Des propos du président Bah N’Daw qui jettent de l’opprobre sur les détracteurs de la présence de l’armée étrangère au Mali dont celle de la France. Adama Ben Diarra de l’association Yéréwolo, Oumar Mariko du parti SADI, l’ex-député RPM de la commune IV, Moussa Diarra, l’artiste Salif Keïta voire l’activiste panafricaniste d’origine béninoise Kémi Séba et tant d’autres opposés à la présence des forces françaises au Mali sont engagés dans une lutte sans issue.

L’armée malienne gangrénée par la corruption, le manque de formation adéquate et en manque de moyens aériens sophistiqués, efficaces dans la guerre asymétrique, va difficilement tomber dans le piège des antifrançais susmentionnés en soutenant un éventuel projet de départ des troupes françaises. Celles-là, bien que critiquées par les populations maliennes pour sa lenteur à gagner la guerre contre le terrorisme dans le sahel, ont participé aux côtés des FAMa,  à toutes les opérations qui ont conduis à la neutralisation des dangereux Jihadistes dans le centre et le nord du Mali.

La mort du djihadiste déserteur de l’armée malienne, Bamoussa Diarra, la tentative de neutralisation du chef de la Katiba du Macina, Amadou Koufa, la mort d’Abou Iyadh al Tounisi d’Ansar al-Chariaa de Tunisie et de Djamel Okacha alias Yehia Abou al-Hamam, chef de l’Emirat du Sahara et l’un des principaux commandants sont autant de chefs jihadistes qui ont été tués grâce à la puissance de frappe de l’armée française. S’y ajoute les nombreuses opérations conjointes qu’elle a conduites avec les FAMa, lesquelles ayant abouti à la neutralisation et l’arrestation des centaines de terroristes. Le tout couronné par les renseignements que Barkhane et ses alliés européens et américains fournissent aux armés des cinq pays du Sahel et qui permettent à ces armées d’enregistrer des succès contre l’ennemi sur le front. Cette complicité créée entre ces forces françaises et nos armées dans le cadre de la lutte contre le terrorisme est une des preuves qui justifient les propos du Président de la Transition Bah N’Daw qui annonce le renforcement du partenariat avec les forces étrangères.

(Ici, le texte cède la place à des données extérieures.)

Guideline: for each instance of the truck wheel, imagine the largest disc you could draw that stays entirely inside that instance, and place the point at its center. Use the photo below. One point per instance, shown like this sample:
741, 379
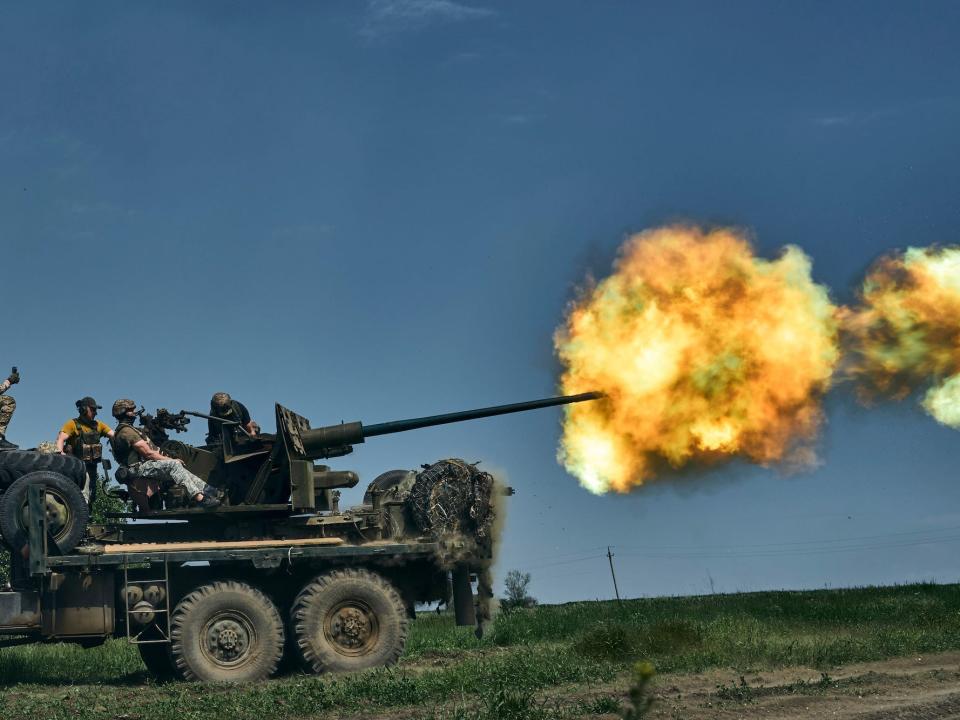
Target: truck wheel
348, 620
20, 462
226, 631
67, 511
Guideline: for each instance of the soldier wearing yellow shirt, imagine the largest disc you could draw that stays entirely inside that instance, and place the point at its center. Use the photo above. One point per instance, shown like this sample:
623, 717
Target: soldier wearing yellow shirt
80, 437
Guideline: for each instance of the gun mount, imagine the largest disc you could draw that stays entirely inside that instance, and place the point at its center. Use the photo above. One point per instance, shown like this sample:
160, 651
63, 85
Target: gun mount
279, 546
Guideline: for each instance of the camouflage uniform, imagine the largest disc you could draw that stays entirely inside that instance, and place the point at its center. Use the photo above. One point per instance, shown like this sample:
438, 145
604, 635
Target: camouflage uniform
7, 406
124, 439
173, 470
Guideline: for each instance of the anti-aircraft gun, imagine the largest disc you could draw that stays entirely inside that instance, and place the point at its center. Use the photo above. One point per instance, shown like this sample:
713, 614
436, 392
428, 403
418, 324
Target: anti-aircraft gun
279, 569
270, 482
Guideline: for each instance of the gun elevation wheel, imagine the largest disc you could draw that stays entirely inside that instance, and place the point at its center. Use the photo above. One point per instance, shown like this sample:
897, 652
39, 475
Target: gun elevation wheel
348, 620
226, 632
67, 511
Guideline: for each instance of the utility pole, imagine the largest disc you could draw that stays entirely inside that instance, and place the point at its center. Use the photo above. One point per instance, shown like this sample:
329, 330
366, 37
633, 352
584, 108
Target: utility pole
613, 575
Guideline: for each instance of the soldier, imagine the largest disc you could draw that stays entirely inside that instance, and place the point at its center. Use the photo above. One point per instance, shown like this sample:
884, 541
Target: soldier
7, 406
136, 452
223, 406
81, 436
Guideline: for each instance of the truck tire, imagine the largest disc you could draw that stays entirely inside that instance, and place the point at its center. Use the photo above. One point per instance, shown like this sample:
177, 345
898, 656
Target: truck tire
67, 511
348, 620
226, 631
20, 462
6, 478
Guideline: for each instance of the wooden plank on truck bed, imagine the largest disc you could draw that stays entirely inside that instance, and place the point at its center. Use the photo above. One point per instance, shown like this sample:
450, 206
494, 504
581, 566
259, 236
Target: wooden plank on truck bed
217, 545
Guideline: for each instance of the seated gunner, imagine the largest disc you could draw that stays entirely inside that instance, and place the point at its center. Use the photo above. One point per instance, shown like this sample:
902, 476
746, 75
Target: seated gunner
134, 450
225, 407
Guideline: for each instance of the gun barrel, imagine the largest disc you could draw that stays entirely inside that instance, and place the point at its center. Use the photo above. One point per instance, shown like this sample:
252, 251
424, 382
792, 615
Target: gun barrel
432, 420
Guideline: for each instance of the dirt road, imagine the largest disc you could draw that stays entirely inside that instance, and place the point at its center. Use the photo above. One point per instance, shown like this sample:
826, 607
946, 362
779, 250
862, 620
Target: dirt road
912, 688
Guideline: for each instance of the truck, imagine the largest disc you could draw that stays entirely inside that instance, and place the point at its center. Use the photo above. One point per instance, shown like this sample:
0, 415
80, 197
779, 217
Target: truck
277, 576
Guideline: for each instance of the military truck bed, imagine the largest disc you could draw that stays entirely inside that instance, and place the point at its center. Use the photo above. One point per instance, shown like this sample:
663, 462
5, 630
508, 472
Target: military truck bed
271, 553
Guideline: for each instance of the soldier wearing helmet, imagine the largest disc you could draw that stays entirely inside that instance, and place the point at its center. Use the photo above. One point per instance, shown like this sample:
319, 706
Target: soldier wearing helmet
134, 450
80, 437
224, 406
7, 406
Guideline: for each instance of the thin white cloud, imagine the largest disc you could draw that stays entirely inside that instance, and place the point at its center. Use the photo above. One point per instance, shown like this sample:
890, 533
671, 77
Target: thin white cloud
385, 17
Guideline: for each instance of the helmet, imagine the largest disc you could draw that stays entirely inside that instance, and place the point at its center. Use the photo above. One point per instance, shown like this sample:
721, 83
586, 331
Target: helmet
122, 406
220, 401
88, 402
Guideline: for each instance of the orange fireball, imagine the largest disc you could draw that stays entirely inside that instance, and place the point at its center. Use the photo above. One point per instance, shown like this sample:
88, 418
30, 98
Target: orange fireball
906, 333
703, 350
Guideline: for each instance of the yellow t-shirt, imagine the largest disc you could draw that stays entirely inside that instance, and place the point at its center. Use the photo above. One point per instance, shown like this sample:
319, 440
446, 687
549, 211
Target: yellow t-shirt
70, 428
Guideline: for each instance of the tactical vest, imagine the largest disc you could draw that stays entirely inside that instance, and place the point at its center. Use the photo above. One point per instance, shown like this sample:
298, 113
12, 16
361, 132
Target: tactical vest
86, 445
123, 452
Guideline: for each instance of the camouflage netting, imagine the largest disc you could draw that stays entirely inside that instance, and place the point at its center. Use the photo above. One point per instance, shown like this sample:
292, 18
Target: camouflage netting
452, 497
451, 501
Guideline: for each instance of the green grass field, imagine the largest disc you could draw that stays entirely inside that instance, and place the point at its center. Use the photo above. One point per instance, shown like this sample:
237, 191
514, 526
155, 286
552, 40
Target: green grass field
525, 655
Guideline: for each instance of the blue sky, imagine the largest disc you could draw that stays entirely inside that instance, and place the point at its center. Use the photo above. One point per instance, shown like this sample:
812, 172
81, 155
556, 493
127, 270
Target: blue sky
375, 210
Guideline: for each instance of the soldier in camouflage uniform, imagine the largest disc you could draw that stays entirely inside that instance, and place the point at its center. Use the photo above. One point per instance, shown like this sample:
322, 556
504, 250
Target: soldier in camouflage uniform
224, 406
7, 406
136, 452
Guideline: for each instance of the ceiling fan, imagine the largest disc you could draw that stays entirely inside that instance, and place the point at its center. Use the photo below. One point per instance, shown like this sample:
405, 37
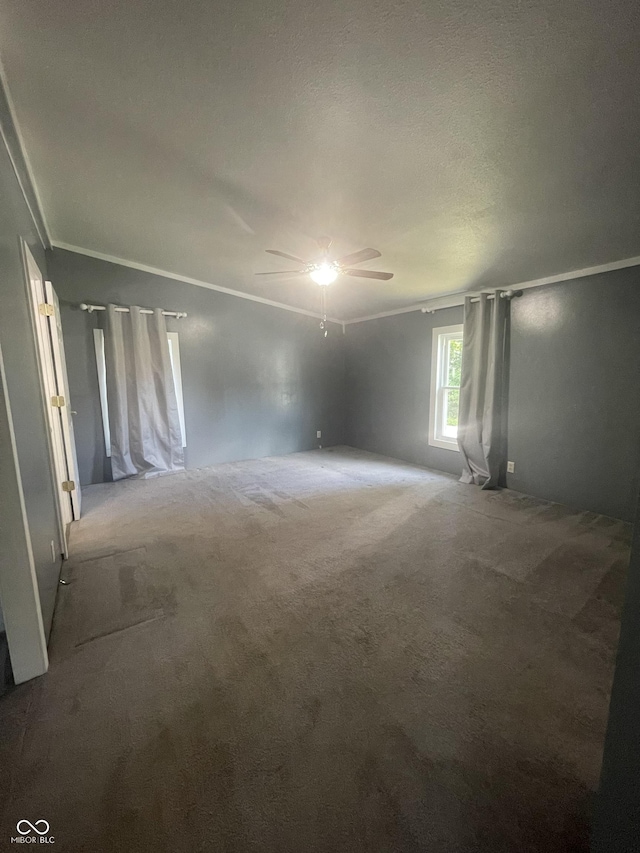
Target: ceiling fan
325, 270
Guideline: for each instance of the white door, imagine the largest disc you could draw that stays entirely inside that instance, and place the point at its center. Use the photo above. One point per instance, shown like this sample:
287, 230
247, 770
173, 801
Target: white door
60, 367
56, 398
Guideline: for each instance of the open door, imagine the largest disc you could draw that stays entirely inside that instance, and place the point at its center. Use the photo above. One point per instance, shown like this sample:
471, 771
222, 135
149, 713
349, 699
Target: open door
62, 381
53, 373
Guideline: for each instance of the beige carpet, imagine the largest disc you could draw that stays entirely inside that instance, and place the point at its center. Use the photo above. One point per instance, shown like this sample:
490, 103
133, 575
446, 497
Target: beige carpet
328, 651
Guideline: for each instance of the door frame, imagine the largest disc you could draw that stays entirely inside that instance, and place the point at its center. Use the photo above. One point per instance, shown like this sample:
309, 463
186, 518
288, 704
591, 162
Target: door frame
46, 372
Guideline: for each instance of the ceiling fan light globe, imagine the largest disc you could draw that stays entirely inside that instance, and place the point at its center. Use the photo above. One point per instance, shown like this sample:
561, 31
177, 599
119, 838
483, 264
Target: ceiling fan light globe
324, 274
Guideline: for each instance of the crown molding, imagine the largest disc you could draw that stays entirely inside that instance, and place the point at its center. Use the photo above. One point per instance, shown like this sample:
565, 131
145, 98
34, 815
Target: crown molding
134, 265
14, 143
456, 298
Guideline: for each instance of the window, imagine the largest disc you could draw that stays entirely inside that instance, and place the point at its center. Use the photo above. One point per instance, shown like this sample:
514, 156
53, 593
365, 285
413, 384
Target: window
446, 364
174, 354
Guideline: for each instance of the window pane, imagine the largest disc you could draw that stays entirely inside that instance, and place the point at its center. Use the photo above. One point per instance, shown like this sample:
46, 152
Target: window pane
454, 365
450, 419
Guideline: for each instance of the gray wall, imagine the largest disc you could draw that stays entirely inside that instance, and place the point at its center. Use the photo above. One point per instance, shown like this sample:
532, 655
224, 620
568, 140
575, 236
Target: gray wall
574, 409
23, 383
257, 380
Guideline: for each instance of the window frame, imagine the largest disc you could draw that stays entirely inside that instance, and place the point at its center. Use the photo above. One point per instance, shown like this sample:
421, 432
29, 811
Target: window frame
441, 336
174, 353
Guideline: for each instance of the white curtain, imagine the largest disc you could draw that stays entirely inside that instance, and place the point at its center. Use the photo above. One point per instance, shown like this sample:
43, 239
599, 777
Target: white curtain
143, 413
482, 415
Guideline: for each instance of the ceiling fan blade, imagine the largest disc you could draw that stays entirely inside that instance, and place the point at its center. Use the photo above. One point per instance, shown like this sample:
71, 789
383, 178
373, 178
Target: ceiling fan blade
383, 276
359, 257
281, 272
285, 255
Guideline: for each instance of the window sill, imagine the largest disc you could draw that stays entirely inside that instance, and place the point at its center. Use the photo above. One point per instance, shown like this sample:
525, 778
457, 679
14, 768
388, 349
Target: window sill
444, 445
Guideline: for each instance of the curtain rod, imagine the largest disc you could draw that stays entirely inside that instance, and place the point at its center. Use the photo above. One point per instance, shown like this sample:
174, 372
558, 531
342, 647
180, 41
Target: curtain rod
504, 294
91, 308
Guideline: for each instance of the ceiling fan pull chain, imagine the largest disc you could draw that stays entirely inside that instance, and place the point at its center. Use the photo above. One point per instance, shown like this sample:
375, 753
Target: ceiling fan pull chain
323, 310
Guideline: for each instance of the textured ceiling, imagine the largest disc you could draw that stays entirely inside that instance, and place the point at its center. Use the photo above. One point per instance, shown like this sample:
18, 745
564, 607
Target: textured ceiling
473, 142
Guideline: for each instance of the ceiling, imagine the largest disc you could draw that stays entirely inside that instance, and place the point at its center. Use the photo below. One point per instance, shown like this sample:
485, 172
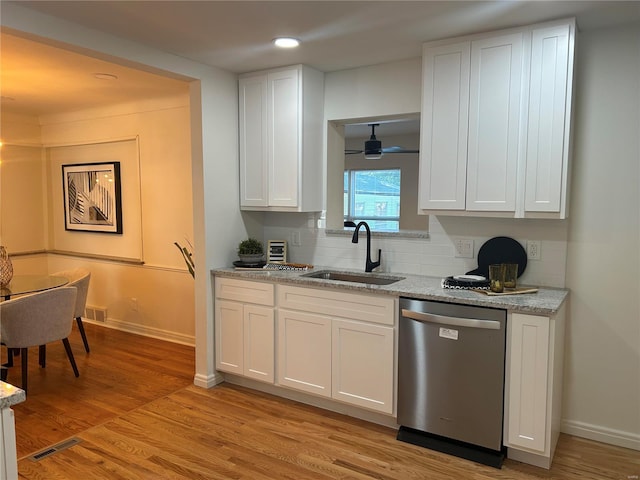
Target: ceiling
39, 79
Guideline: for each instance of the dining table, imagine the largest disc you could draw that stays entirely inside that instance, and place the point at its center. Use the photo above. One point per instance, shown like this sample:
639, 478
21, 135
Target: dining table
22, 284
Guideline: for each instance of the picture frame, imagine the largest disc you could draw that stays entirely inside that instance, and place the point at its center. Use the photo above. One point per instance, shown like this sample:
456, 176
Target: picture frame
277, 251
92, 197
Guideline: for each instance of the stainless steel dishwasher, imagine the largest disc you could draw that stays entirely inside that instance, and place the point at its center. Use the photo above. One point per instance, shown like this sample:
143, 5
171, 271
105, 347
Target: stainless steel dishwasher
451, 378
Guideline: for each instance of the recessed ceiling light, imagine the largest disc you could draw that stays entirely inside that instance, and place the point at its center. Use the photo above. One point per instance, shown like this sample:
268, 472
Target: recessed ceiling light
105, 76
286, 42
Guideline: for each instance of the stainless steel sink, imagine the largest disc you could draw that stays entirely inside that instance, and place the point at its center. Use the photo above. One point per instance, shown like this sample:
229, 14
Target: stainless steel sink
367, 278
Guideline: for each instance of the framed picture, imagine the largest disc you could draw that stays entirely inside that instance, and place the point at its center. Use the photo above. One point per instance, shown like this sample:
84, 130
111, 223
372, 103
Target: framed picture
92, 200
277, 251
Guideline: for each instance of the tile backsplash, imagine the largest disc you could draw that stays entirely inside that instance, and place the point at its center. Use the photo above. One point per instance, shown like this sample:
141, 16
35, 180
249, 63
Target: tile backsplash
432, 256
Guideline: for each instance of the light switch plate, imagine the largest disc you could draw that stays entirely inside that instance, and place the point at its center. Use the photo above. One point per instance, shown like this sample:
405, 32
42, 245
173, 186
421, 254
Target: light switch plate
463, 247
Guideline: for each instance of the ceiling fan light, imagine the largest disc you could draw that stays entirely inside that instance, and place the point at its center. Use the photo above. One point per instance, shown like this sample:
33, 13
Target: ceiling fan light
373, 149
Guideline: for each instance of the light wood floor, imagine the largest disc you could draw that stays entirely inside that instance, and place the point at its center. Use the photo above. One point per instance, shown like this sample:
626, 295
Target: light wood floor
138, 416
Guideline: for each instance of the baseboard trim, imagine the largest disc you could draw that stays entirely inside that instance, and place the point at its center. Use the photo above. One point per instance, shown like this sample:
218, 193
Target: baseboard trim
598, 433
146, 331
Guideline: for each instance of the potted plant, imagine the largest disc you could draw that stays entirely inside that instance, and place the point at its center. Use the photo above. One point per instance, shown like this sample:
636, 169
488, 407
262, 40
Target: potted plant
250, 250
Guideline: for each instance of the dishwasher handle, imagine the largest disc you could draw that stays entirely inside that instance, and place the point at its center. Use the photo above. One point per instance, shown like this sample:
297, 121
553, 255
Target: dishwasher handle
453, 321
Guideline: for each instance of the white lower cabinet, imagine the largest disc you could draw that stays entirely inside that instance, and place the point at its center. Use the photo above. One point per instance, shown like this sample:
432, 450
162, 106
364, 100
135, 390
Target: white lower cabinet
362, 364
245, 332
338, 345
533, 398
304, 352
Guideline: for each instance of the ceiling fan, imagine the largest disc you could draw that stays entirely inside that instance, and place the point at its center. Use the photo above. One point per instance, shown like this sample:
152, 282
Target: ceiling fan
373, 149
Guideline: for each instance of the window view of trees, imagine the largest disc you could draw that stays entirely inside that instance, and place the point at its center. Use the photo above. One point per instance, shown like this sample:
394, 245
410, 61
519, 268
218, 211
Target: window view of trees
373, 196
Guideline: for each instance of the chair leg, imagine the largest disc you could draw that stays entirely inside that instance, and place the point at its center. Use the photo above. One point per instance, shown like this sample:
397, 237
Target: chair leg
24, 353
67, 347
42, 355
84, 335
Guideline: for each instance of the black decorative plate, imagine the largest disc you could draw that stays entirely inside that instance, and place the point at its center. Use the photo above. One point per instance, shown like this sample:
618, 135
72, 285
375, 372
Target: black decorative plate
500, 250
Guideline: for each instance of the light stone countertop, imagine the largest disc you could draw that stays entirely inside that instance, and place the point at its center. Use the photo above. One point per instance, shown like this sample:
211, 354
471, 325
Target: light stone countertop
10, 395
546, 301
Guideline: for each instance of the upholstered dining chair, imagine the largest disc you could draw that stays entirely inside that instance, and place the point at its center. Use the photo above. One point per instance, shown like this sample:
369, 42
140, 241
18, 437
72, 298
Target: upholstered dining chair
38, 319
79, 278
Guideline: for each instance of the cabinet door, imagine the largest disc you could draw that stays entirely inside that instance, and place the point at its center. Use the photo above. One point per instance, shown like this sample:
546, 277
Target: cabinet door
443, 147
283, 130
362, 365
528, 380
494, 121
253, 140
304, 352
259, 343
229, 329
548, 127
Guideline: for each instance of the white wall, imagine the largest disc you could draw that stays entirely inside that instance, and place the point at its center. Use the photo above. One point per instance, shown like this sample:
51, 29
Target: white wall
602, 394
601, 239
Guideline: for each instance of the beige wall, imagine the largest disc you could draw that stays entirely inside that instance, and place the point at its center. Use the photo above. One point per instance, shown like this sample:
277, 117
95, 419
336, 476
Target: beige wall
214, 149
156, 298
602, 394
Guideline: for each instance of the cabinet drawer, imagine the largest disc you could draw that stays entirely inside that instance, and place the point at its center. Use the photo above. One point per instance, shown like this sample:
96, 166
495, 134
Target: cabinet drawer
244, 291
356, 306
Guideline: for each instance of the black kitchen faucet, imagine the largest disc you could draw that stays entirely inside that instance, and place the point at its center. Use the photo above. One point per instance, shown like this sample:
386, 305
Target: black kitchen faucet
370, 265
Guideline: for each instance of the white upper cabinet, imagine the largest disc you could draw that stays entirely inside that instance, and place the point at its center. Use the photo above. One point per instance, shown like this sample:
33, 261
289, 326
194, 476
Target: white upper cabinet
280, 114
495, 123
445, 126
549, 119
494, 112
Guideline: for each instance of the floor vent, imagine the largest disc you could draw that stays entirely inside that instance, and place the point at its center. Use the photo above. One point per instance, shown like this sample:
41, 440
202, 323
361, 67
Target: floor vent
47, 452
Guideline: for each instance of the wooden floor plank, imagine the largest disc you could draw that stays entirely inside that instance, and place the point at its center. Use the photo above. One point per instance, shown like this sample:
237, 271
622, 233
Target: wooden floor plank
139, 416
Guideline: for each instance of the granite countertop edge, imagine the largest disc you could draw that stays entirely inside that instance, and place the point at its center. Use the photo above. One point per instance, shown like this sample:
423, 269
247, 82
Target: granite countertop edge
546, 301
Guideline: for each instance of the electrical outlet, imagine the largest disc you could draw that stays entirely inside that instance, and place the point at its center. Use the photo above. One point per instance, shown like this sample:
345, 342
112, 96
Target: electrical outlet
295, 238
463, 247
533, 249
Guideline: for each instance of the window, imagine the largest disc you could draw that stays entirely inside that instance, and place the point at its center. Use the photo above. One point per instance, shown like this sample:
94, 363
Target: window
373, 196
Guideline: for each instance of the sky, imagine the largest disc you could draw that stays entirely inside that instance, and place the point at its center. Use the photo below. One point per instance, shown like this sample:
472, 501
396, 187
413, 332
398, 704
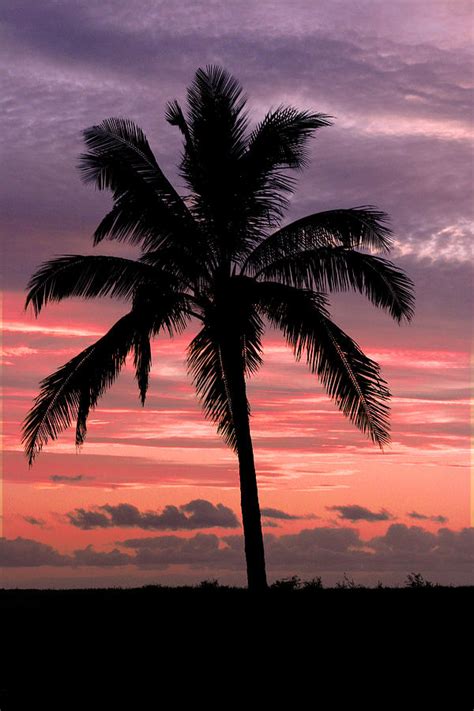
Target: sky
153, 495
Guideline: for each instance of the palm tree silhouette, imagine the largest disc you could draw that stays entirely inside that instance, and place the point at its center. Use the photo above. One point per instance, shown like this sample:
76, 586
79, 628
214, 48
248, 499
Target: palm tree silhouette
216, 254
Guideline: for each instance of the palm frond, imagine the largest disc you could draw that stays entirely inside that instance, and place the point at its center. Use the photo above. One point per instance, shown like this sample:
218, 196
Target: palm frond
277, 144
353, 228
206, 369
142, 362
350, 378
119, 158
280, 140
75, 388
341, 269
90, 276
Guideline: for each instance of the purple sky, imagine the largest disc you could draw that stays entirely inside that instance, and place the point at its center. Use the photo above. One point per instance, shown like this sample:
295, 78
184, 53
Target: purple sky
396, 76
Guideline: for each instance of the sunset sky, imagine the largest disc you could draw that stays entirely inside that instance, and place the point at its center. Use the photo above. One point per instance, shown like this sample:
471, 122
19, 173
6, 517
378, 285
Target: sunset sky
153, 495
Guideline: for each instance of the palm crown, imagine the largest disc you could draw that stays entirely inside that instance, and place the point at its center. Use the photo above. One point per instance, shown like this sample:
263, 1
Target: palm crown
219, 255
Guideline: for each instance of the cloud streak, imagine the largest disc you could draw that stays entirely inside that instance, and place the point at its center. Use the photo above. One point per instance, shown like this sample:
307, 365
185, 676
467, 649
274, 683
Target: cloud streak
353, 512
311, 551
198, 513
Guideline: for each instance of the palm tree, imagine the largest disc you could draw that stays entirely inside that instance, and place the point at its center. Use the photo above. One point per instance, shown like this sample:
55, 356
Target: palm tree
219, 254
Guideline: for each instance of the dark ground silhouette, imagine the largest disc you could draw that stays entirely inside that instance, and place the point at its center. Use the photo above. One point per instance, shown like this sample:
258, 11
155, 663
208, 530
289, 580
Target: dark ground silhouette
158, 647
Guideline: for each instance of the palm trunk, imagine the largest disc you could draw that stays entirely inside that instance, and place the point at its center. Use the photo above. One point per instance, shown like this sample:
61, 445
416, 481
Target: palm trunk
253, 537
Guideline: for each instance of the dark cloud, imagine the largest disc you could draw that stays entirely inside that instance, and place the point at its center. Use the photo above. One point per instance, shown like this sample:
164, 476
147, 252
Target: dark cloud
65, 479
311, 551
35, 521
24, 552
360, 513
193, 515
407, 102
89, 556
424, 517
276, 513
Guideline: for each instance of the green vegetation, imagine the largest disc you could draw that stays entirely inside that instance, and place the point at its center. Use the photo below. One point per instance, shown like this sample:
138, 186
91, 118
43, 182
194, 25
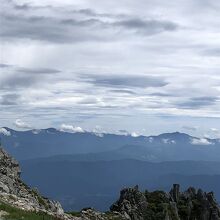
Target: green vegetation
18, 214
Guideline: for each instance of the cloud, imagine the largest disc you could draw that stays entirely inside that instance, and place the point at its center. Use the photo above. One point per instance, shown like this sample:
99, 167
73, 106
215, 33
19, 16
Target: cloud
5, 132
9, 99
21, 77
215, 52
147, 27
2, 65
71, 129
134, 134
123, 91
198, 102
190, 128
37, 70
68, 26
125, 81
201, 141
21, 124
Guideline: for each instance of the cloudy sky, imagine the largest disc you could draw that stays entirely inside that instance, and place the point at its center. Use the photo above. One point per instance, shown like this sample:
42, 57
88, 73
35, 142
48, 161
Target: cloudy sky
147, 66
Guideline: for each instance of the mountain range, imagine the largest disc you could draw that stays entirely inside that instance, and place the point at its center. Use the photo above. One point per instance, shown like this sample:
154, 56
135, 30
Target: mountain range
92, 146
88, 169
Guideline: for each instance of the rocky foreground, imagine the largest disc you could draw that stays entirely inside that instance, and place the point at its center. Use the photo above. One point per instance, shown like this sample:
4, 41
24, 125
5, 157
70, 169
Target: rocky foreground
132, 205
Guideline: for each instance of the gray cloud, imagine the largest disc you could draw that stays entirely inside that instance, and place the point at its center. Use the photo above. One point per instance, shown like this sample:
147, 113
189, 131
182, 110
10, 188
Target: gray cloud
59, 29
161, 94
123, 91
147, 26
198, 102
20, 77
215, 52
9, 99
125, 81
2, 65
37, 70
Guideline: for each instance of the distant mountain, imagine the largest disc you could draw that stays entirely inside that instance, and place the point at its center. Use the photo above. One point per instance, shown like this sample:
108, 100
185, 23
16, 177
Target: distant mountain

Les détracteurs de la présence de l’armée française au Mali semblent oublier que notre pays fait partie du groupe des cinq pays du sahel (G5Sahel) dont la France est le premier partenaire dans la guerre contre le terrorisme. Quid à subir de façon permanente la pression interne de la société civile, les autorités de la transition ne prendront jamais la décision de demander à l’armée française de partir au risque de se voir isolés dans la guerre engagée contre l’hydre du terrorisme.